Or ce sol est aux trois quarts perméable, puisque sur les 7 730 000 hectares du bassin, 1 900 000 seulement appartiennent aux terres compactes.

À cette porosité la Seine doit la sagesse et la constance des rivières qu’elle unit dans son lit : leur sagesse, parce que la terre perméable est comme une éponge pour les torrents faits du déchirement des nuages du ciel ou de la fonte précipitée des neiges ; leur constance, car l’eau qu’aspire cette éponge s’amasse en lacs dans la sous-roche, sur l’argile, sur toute couche compacte ; et ces lacs, renouvelés toujours, se versent par des sources intarissables.

Aussi, dans ses crues les plus terribles, la Seine, sous les ponts de Paris, n’entraîne pas 2 000 mètres cubes par seconde, bien moins que le Gard ou l’Ardèche ou l’Erieux, courts torrents du bassin du Rhône ; pourtant elle arrive dans la vieille Lutèce avec le tribut de l’Yonne, qui rassemble les eaux de beaucoup de sols imperméables, et celui de la Marne, rivière qui a près de 500 kilomètres de longueur. La grande crue de 1876, qui a duré 55 jours et qui dans ce laps de temps a donné plus de 4 milliards de mètres cubes, n’a pas dépassé 1 660 mètres par seconde devant Paris. Peut-être la Seine ne porte-t-elle jamais 2 500 mètres par seconde à la Manche, environ le cinquième des grandes crues de la Loire, de la Garonne et du Rhône. Son débit moyen, qu’on estime à 250 mètres cubes entre les quais de Paris, est de 694, tous affluents reçus ; aux eaux basses, elle roule à Paris 75 mètres par seconde, volume qui descend quelquefois à 45, à 40, et même à 35, à la suite de sècheresses « séculaires », c’est-à-dire telles qu’il n’y en a guère d’aussi fortes que tous les siècles.

La Seine a 776 kilomètres ; elle en aurait 825 si la Marne était la branche mère.
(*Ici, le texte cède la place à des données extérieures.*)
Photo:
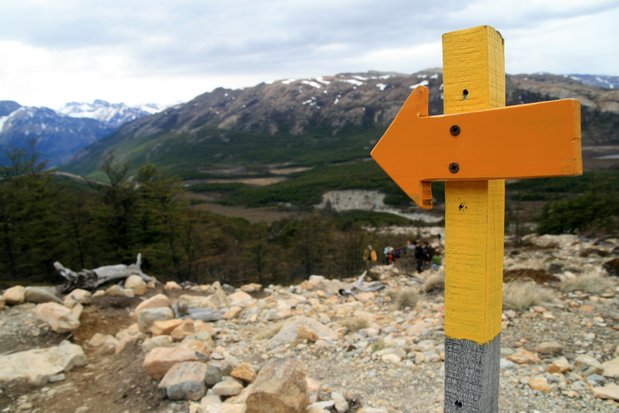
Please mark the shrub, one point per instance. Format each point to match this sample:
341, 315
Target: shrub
520, 295
590, 283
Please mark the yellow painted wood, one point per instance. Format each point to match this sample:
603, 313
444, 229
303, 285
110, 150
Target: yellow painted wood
474, 79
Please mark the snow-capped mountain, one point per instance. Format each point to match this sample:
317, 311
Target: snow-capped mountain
111, 114
603, 81
60, 134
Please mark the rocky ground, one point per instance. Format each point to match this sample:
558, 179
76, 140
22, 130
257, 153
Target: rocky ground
213, 348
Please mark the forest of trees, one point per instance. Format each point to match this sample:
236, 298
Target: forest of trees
47, 218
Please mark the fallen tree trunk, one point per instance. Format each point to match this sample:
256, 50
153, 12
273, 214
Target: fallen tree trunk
92, 279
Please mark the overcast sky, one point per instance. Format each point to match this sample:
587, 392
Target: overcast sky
168, 51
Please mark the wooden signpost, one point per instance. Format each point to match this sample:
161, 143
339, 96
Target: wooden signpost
473, 147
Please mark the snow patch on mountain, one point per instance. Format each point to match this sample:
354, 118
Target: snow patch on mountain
111, 114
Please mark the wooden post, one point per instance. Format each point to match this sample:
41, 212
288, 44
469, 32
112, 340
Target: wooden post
474, 146
474, 79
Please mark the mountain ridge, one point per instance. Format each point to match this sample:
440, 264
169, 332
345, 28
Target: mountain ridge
60, 134
325, 107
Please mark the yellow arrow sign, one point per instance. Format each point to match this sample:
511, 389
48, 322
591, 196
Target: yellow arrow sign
523, 141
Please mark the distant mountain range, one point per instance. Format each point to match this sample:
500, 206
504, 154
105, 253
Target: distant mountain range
60, 134
342, 115
606, 82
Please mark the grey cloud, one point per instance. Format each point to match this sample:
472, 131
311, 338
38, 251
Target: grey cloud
240, 36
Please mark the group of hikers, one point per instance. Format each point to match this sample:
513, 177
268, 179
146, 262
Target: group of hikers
421, 252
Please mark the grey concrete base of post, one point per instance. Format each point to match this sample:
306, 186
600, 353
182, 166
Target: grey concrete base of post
472, 376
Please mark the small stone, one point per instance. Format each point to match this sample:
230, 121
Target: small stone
559, 365
40, 295
185, 381
161, 359
183, 330
118, 291
391, 358
147, 317
154, 342
522, 356
15, 295
213, 374
80, 296
596, 380
172, 286
104, 342
587, 365
240, 299
610, 391
306, 333
611, 368
365, 297
59, 317
245, 372
196, 345
137, 284
56, 378
539, 383
549, 347
228, 388
233, 313
155, 301
506, 364
164, 327
313, 389
341, 405
251, 288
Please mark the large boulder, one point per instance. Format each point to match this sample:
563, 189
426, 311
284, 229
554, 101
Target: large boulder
184, 381
37, 366
137, 284
40, 295
155, 301
239, 299
290, 331
147, 317
281, 387
161, 359
60, 318
15, 295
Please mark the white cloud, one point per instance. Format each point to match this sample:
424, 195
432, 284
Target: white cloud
156, 50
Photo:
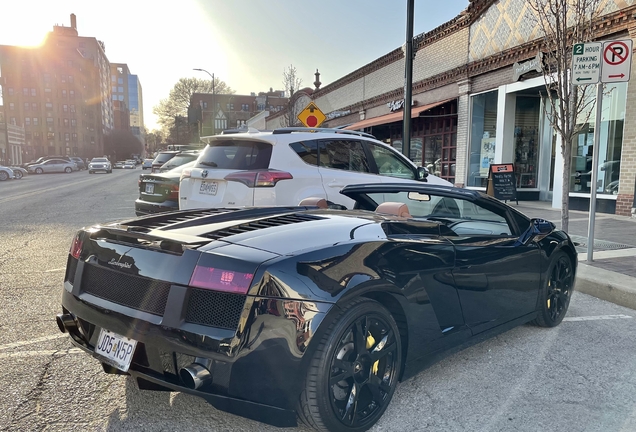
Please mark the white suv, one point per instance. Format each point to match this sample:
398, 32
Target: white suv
284, 166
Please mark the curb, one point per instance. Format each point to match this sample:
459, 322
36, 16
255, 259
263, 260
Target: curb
606, 285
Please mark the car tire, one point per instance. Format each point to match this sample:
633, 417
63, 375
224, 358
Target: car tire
554, 297
354, 371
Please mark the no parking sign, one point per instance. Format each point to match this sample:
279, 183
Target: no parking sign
616, 61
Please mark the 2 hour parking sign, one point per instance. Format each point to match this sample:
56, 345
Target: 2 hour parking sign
616, 61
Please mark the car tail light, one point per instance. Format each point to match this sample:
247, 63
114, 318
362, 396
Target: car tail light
174, 192
186, 173
263, 178
221, 280
76, 246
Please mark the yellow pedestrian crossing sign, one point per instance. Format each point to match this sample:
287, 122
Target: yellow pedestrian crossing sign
311, 116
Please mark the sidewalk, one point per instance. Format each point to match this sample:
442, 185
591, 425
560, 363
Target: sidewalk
611, 275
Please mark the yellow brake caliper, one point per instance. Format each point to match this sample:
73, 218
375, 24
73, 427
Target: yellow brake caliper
370, 343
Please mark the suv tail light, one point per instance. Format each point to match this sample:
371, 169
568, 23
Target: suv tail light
221, 280
76, 246
263, 178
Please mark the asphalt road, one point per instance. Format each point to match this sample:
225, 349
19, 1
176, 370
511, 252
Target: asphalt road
580, 376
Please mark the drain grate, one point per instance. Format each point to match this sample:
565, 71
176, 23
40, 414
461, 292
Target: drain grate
599, 245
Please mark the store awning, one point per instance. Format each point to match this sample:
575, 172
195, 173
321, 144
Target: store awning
393, 117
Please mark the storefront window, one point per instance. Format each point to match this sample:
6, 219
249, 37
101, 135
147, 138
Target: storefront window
610, 140
527, 140
482, 141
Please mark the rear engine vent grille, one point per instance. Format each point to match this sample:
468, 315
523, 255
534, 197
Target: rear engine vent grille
132, 291
71, 267
154, 222
262, 223
216, 309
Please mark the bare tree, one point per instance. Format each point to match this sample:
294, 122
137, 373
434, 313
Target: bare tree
291, 84
176, 104
565, 23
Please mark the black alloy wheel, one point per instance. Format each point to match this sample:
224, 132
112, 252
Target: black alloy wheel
354, 371
556, 293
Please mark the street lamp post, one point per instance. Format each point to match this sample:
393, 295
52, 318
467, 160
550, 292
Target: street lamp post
213, 101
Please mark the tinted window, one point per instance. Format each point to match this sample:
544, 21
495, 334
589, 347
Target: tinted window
240, 155
461, 216
307, 151
389, 164
344, 155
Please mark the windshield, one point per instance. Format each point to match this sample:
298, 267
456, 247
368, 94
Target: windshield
239, 155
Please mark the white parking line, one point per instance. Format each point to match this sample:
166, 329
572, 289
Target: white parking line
39, 353
32, 341
597, 318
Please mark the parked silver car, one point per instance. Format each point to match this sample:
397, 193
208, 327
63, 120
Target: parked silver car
6, 173
53, 165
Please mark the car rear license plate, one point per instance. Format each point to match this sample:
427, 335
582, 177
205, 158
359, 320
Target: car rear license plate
115, 350
208, 188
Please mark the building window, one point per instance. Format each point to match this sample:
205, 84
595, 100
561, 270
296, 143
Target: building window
610, 140
482, 137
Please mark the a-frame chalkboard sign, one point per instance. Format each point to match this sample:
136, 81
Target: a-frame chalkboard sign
502, 183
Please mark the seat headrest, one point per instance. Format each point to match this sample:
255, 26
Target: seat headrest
394, 208
314, 202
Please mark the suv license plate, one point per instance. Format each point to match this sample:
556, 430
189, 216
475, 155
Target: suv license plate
208, 188
115, 350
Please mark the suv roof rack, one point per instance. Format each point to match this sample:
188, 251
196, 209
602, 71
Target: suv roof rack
329, 130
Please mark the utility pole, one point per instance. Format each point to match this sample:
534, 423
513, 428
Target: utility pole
408, 80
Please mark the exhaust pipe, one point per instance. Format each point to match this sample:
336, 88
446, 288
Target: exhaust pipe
195, 376
65, 322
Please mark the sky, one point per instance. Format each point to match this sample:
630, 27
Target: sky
248, 44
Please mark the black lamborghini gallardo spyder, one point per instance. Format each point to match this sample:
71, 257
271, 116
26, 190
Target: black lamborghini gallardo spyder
310, 312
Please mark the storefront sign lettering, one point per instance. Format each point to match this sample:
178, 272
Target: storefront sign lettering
520, 69
397, 105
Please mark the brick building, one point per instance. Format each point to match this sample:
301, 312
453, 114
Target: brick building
470, 110
59, 92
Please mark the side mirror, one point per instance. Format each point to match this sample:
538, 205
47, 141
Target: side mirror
422, 173
537, 231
Sept millions d’hommes vivent dans son bassin.

Ses premières fontaines jaillissent par 471 mètres d’altitude, à une trentaine de kilomètres en ligne droite au nord-ouest de Dijon, dans un vallon calcaire de la Côte d’Or, près de Saint-Germain-la-Feuille, et non loin du long tunnel de Blaisy (4 100 mètres) qui mène le chemin de fer de Paris à Marseille du bassin de la Seine dans celui de la Saône.

Jadis les fontaines étaient des lieux augustes. Un temple romain consacrait les premiers balbutiements de la Seine ; aujourd’hui c’est une statue élevée par la Ville de Paris, une nymphe appuyée sur l’urne qui, chez les anciens, symbolisait l’onde intarissable. Mais ici, l’urne peut mentir, car les six pauvres sources du fleuve craignent les chaleurs, et il arrive parfois que l’été les hume entièrement.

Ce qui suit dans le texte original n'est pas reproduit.